Pega mal trocar de psicólogo no meio do tratamento?

Trocar de psicólogo no meio do tratamento 

Você começou a terapia embalado pela esperança de mudança e sabe que as transformações não acontecem como num passe de mágica.

Escolheu o melhor psicólogo que encontrou dentro das suas possibilidades: alguém com excelente formação, experiência adequada para atender o seu caso, consultório perto de você, entre outros fatores.

Mas, por algum motivo, o "match" simplesmente não aconteceu. Por alguma razão, que não nos cabe analisar aqui, a terapia não está fluindo.

O psicólogo é ótimo. Você é um paciente esclarecido, que entende como funciona a terapia. Mas... está faltando alguma coisa.

O problema não é com você, nem com o psicólogo. Você simplesmente não sabe explicar o que é.

Então surge a dúvida: "E se eu trocar de psicólogo? Será que ele vai ficar ofendido?"

A resposta é simples: pode trocar à vontade.

Não há motivo para o psicólogo se sentir ofendido, e essa situação é muito mais comum do que se imagina. 

A relação terapêutica depende de diversos fatores, e nem sempre há sintonia entre duas pessoas, mesmo quando ambas fazem tudo certo. 

Encontrar um profissional com quem você se sinta verdadeiramente à vontade faz parte do processo e pode ser fundamental para o sucesso da terapia.

 


Embora muitas pessoas tenham receio de trocar de psicólogo no meio do tratamento, essa prática é mais comum do que se imagina.

Afinal, psicólogos são prestadores de serviços e podem não atender às necessidades específicas do paciente em determinado momento.

Apesar da importância da relação terapêutica, o objetivo principal da terapia é a melhora emocional do paciente.

Em alguns casos, seguir com um novo psicólogo pode ser a melhor alternativa para alcançar esse objetivo.

A terapia é uma jornada individual e personalizada.

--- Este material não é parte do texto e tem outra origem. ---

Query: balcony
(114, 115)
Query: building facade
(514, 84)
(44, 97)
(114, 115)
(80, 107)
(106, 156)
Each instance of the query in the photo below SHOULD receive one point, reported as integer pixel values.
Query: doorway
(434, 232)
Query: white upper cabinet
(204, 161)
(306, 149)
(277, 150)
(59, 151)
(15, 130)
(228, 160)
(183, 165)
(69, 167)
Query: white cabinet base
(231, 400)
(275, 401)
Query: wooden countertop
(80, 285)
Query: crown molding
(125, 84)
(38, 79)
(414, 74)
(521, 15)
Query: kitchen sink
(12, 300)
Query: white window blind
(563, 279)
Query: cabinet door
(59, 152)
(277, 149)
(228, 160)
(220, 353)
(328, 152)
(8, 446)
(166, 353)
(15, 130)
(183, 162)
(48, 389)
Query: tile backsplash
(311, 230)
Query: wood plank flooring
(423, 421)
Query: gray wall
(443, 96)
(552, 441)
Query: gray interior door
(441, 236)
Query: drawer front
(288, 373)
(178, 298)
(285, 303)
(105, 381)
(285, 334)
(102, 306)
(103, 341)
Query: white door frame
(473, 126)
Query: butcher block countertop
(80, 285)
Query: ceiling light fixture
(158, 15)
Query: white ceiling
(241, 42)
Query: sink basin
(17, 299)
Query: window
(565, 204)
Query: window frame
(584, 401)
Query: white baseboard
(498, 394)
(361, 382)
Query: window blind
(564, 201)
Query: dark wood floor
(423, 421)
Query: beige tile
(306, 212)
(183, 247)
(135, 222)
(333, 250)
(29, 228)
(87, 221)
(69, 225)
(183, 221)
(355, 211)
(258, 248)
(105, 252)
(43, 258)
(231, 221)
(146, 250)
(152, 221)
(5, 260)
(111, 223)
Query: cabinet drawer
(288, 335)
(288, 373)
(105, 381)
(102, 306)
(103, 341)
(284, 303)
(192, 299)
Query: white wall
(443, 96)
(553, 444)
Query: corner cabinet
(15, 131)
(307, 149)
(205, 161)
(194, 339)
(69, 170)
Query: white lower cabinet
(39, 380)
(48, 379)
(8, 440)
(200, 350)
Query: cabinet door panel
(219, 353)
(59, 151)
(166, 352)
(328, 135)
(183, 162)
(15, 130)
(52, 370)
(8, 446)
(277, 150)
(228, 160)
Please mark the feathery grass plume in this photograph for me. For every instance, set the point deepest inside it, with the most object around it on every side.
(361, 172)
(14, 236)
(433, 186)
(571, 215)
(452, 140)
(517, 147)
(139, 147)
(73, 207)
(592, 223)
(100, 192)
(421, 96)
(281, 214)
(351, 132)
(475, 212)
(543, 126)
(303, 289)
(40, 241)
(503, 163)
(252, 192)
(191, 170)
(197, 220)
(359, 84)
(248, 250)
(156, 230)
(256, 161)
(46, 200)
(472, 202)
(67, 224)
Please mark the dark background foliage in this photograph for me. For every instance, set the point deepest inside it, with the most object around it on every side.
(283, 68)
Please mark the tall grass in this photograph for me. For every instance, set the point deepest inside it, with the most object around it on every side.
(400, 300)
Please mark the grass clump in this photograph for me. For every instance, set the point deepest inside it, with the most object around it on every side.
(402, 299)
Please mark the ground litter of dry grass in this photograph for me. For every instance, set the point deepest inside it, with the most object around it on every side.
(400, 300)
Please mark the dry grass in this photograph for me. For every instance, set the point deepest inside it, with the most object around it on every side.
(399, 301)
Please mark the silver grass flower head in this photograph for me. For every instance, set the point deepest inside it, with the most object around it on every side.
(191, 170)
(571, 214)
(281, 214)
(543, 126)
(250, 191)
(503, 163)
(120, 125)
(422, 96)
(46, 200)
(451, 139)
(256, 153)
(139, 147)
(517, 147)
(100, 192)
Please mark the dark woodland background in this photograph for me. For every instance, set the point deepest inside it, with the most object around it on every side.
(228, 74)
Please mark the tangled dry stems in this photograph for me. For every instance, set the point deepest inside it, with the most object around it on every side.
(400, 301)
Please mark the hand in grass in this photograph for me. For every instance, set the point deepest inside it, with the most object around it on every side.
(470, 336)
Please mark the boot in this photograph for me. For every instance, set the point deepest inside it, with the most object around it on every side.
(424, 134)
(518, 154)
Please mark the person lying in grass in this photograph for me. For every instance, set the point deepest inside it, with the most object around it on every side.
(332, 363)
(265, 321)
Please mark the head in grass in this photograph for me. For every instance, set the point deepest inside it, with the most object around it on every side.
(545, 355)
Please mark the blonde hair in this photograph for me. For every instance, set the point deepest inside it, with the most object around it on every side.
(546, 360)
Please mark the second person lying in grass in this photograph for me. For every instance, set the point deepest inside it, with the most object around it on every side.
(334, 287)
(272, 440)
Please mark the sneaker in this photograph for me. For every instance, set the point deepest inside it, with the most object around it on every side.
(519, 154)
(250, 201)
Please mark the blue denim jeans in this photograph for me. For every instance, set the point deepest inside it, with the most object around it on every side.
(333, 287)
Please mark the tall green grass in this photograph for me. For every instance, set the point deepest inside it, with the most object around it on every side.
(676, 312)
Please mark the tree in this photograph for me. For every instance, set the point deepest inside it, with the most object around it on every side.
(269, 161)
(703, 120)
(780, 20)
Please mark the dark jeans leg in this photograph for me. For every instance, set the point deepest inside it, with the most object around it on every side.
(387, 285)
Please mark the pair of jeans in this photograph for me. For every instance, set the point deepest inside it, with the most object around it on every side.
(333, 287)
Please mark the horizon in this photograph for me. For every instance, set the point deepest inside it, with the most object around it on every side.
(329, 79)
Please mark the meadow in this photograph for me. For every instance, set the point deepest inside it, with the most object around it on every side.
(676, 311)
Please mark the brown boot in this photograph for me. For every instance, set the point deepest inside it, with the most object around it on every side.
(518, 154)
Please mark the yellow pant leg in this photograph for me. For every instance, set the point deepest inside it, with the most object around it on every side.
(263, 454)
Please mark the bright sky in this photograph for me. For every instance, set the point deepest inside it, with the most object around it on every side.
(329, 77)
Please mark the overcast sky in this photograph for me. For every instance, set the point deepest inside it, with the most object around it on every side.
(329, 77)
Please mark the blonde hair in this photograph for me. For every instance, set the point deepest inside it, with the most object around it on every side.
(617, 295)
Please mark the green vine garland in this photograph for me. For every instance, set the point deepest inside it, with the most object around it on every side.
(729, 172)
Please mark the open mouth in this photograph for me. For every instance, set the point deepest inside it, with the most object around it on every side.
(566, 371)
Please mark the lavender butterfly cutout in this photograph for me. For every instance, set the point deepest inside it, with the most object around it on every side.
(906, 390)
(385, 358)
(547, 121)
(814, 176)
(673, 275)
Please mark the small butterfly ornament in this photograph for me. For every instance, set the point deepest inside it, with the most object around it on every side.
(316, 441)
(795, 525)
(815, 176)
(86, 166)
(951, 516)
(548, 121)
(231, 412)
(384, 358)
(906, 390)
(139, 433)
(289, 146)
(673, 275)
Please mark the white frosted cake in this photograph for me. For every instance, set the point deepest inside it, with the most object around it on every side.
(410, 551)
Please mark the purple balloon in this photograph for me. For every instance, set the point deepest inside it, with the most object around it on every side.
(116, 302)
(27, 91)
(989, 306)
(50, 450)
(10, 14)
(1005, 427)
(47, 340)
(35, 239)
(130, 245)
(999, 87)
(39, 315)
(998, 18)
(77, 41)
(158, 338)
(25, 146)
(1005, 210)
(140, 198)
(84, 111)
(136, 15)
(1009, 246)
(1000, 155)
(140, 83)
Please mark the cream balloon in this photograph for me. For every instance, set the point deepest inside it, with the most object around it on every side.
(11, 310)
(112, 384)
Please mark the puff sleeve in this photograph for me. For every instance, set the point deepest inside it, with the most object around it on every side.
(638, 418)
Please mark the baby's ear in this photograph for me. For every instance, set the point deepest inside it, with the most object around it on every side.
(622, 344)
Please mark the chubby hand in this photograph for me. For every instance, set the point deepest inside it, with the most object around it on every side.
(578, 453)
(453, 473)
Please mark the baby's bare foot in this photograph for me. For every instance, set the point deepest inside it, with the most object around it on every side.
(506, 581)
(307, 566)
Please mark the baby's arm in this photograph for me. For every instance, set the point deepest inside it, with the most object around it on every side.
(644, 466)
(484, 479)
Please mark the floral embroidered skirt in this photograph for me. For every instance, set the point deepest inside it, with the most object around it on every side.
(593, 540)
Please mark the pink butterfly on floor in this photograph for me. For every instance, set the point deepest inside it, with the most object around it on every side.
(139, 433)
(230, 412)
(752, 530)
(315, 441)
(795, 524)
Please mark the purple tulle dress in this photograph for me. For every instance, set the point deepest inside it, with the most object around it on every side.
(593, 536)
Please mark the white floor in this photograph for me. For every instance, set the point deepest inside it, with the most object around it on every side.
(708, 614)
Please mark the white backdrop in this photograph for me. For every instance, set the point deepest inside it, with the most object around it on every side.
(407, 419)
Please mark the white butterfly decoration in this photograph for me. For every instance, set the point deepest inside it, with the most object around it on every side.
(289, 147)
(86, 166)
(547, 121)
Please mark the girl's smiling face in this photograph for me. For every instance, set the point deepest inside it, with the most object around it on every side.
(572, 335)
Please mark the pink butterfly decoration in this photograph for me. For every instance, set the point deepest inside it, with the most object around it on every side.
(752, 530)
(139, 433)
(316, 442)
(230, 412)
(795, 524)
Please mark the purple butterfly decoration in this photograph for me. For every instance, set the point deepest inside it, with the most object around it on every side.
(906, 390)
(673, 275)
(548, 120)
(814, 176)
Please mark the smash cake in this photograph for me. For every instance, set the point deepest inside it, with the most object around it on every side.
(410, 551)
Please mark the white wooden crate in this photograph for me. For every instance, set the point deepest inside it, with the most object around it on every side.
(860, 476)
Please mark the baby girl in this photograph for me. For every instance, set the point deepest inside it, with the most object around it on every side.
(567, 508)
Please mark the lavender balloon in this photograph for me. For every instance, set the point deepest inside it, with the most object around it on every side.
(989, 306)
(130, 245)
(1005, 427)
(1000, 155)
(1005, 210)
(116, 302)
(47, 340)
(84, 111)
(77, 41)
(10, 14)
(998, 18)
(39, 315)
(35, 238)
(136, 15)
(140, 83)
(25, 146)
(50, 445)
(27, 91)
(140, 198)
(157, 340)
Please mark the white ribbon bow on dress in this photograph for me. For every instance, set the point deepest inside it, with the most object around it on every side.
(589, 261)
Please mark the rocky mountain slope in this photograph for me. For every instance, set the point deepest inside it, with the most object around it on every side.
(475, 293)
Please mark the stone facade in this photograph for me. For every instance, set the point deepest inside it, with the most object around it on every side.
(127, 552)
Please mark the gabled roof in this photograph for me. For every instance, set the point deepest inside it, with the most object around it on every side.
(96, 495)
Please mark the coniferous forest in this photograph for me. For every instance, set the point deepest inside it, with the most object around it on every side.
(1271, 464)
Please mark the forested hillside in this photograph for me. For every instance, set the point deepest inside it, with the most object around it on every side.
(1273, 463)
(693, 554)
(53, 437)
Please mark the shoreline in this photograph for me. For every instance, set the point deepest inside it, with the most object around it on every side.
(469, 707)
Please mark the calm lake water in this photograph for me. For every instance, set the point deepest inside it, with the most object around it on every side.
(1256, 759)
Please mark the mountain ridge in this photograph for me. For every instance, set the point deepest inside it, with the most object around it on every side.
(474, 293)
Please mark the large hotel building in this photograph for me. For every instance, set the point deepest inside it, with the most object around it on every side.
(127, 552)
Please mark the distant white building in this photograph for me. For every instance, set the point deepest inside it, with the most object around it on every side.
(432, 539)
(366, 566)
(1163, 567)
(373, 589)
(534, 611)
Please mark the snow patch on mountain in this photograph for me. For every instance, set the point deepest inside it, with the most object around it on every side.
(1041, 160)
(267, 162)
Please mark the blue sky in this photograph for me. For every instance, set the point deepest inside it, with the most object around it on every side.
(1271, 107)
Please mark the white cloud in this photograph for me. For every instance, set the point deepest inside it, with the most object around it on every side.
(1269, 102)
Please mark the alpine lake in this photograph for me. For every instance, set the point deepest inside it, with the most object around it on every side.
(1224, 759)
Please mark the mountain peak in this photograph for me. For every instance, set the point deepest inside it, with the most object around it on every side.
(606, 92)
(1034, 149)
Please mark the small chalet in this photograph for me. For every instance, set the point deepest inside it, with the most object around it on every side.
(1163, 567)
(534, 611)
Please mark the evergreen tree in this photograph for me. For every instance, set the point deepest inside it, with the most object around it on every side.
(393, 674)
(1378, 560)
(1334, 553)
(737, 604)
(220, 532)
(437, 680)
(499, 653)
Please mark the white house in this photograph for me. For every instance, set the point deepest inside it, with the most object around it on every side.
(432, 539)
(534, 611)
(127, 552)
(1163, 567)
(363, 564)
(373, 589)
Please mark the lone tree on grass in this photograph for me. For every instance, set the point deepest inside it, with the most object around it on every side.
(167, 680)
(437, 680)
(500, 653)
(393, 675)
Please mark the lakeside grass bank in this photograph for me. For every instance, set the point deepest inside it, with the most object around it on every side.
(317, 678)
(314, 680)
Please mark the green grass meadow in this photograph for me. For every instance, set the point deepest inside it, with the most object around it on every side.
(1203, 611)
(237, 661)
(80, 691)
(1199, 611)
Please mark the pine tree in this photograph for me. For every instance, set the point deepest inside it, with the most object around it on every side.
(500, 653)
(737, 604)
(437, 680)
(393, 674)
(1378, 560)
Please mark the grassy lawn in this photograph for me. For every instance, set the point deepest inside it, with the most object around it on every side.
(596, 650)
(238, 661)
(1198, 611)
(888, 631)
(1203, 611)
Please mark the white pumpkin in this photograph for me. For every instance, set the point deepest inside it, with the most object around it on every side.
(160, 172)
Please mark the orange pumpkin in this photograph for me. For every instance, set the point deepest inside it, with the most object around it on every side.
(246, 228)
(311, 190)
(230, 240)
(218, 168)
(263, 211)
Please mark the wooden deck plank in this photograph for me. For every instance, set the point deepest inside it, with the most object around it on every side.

Por que considerar a troca de psicólogo

Falta de conexão: a relação terapêutica exige confiança e vínculo.

Se você não se sente à vontade para se abrir, a terapia pode não evoluir.

Ausência de progresso: quando os sintomas persistem, a troca pode ser considerada.

Mudança de necessidades: novos desafios podem exigir outra abordagem.

Dificuldade com o estilo do psicólogo: cada profissional possui uma forma própria de conduzir as sessões.

Se você não se adapta às abordagens, o avanço terapêutico pode ser prejudicado.

 

Cada psicólogo utiliza referências teóricas e estilos de condução próprios, o que significa que as experiências terapêuticas podem variar de um profissional para outro. 

Por essa razão, algumas pessoas podem considerar a troca de terapeuta quando percebem dificuldades de adaptação ao modo de trabalho adotado.

É importante destacar que não há problema algum em trocar de psicólogo. Em muitos casos, essa decisão faz parte do próprio processo de cuidado e de busca por um acompanhamento com o qual a pessoa se sinta mais confortável para falar sobre suas experiências.

Assim, refletir sobre a continuidade ou a mudança de profissional pode fazer parte do percurso terapêutico. Essa escolha costuma envolver a avaliação de como a pessoa se sente no processo, quais são suas necessidades no momento e de que forma o acompanhamento está sendo vivenciado.